Jury Gets Inside Look at Terrorists' Plans

For the second day, Tahawuur Rana’s boarding school friend described the inner workings of the Lashkar e-Taiba terrorist group and how it started planning an attack on a Danish newspaper at the same time news was breaking about the 2008 attacks in Mumbai.

David Headley described in detail how he scouted terrorist targets in Mumbai like the Taj Hotel and the central train station; all the while keeping Rana in the loop.

Headley told jurors Rana was pleased by the attacks that killed more than 160 people, six of them Americans.

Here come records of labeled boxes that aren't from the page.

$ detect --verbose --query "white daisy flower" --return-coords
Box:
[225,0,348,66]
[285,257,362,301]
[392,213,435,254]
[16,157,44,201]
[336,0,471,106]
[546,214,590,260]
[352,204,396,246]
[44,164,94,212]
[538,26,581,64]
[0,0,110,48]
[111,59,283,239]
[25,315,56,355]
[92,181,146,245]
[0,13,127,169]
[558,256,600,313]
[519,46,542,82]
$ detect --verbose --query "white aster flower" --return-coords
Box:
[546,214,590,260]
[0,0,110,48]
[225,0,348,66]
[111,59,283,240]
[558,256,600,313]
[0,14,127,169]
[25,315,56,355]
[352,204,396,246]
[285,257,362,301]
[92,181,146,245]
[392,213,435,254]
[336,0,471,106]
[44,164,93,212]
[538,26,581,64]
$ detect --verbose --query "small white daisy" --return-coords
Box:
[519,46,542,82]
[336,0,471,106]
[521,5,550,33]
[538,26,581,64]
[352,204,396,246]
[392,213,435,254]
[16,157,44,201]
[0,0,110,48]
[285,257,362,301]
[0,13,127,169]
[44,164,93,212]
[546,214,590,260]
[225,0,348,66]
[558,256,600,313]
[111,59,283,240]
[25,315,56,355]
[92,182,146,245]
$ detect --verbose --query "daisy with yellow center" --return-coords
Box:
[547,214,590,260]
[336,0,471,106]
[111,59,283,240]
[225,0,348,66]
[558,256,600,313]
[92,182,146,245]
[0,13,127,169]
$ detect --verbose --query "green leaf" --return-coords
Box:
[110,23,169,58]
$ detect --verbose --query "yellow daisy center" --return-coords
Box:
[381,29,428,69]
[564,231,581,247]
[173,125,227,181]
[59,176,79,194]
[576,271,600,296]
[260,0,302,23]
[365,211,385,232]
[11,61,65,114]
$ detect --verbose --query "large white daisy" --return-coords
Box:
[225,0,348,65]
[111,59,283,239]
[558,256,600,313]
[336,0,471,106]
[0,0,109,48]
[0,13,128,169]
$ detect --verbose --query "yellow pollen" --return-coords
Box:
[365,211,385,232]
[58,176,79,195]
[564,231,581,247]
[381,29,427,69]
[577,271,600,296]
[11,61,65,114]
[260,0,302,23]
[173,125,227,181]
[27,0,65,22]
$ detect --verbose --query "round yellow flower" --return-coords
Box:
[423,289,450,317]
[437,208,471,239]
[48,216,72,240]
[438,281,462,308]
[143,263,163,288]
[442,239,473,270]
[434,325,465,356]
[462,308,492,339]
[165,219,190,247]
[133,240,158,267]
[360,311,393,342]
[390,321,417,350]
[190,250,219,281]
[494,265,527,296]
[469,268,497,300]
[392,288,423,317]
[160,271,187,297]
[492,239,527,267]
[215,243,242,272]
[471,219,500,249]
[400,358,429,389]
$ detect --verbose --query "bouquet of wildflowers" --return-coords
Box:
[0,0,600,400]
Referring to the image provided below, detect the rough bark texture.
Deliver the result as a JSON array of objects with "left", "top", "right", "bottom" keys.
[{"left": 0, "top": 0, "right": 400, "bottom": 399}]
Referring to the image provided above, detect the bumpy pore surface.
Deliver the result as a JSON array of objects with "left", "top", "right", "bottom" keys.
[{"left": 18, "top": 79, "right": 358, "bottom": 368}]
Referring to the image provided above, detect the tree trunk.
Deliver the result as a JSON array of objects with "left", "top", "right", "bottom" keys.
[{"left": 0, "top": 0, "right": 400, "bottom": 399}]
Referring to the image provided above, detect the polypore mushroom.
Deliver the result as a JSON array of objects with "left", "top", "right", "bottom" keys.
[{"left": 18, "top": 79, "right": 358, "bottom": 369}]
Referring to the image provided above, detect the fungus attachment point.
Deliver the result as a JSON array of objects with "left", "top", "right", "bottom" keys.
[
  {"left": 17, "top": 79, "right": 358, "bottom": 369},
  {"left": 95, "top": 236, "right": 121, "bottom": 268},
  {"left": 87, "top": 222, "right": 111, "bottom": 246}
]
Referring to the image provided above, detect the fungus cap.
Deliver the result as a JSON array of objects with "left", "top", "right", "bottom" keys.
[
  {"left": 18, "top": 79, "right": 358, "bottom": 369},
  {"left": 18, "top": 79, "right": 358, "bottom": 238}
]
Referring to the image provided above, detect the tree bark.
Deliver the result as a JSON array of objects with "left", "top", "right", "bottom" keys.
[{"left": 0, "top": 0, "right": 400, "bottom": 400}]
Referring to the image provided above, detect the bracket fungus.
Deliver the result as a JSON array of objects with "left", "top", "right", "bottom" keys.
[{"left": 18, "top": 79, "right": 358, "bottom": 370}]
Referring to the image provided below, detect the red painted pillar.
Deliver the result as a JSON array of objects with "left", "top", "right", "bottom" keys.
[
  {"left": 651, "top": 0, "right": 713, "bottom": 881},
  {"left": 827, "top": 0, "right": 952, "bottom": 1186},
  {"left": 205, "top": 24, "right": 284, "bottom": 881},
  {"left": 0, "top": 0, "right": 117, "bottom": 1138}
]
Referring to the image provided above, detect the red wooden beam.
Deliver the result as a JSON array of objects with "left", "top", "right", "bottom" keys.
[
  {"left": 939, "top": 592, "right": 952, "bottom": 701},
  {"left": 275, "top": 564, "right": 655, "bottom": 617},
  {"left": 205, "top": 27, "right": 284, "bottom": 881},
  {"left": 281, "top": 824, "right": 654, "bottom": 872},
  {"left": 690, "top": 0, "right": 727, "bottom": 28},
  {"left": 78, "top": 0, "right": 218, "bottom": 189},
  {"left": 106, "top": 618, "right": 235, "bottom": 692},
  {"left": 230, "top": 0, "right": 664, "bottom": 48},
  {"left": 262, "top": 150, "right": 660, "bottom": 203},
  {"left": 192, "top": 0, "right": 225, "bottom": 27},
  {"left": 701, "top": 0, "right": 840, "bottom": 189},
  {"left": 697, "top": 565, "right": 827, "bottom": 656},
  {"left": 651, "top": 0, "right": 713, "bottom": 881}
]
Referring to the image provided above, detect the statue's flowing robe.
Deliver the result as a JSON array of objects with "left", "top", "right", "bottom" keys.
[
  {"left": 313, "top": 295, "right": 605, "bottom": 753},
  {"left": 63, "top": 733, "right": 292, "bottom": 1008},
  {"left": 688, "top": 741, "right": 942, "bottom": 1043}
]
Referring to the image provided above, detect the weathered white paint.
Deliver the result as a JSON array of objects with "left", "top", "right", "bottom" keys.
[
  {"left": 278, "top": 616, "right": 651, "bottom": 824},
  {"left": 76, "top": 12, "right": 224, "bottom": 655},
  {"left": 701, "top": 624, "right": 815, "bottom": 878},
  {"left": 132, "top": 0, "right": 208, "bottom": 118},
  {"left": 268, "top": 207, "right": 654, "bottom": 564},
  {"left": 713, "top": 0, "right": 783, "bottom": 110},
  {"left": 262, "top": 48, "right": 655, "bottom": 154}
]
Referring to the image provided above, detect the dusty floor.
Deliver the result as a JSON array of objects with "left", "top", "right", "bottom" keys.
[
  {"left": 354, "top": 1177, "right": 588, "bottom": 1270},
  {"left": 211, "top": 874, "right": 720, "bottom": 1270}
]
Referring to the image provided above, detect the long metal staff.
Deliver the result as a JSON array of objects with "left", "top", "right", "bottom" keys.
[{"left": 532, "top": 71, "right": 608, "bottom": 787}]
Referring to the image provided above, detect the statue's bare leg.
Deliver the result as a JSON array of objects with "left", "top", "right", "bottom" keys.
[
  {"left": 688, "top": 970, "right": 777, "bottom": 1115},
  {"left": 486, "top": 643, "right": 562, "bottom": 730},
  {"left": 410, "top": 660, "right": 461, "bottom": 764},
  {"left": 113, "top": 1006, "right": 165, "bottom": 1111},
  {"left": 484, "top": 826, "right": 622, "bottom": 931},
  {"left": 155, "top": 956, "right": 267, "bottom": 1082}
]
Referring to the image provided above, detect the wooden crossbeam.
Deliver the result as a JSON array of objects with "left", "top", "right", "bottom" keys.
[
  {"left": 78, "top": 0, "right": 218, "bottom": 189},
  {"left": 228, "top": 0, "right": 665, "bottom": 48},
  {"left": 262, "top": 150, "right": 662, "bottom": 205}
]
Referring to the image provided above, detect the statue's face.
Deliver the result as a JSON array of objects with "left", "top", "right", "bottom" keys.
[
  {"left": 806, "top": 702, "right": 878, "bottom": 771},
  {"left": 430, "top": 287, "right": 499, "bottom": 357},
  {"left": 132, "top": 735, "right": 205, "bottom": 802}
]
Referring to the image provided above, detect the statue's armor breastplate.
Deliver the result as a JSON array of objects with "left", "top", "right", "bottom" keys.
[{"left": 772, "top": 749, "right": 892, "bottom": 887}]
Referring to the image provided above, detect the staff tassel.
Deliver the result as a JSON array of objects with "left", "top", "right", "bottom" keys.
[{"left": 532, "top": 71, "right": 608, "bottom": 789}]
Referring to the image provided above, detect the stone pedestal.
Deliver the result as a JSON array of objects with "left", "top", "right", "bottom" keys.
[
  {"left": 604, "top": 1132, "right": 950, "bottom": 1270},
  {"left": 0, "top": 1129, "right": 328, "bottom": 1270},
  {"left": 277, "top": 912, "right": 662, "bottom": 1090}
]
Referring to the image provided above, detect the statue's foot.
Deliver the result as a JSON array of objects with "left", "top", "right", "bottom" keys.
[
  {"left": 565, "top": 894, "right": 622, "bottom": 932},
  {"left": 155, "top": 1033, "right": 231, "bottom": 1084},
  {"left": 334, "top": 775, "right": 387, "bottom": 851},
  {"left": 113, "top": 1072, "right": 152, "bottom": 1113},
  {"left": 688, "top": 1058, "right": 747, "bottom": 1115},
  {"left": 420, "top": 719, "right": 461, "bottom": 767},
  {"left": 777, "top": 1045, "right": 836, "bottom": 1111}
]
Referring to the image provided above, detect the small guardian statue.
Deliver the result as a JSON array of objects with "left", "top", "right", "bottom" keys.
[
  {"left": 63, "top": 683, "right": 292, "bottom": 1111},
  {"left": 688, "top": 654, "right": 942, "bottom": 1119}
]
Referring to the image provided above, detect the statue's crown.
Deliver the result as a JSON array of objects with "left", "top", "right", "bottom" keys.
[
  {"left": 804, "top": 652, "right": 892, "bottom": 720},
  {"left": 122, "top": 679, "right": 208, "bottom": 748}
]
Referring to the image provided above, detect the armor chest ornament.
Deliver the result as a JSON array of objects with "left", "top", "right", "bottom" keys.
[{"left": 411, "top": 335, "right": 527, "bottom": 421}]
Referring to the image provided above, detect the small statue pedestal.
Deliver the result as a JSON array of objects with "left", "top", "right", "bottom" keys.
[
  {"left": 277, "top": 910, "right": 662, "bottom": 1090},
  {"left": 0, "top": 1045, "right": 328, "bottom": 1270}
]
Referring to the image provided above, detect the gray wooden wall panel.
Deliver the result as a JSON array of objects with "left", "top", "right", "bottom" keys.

At a meeting in Chicago, Headley said he thought the attacks made his terrorist group "even with the Indians."  To that, Rana reportedly replied, "they deserved it."

At the same meeting, Headley said, talk turned to planning a similar attack on the Copenhagen offices of a Danish newspaper.

Headley told jurors the “discussion on this, was long overdue.”

On the stand, Headley described what he called his Mickey Mouse plan, in retribution for a cartoon depicting the prophet Mohammed.

He said the plan had the approval of his Lashkar e-Taiba handlers: Sajid Mir and a retired Pakistani major who goes by the name of Pasha.

Headley said if Lashkar decided not to go through with the attack, Pasha had another man lined up who would go through with it. He said he and Pasha then traveled to Waziristan to meet with Ilyas Kashmiri, a man with ties to al Qaeda.

Kashmiri endorsed the plan, but it was foiled before it could be carried out.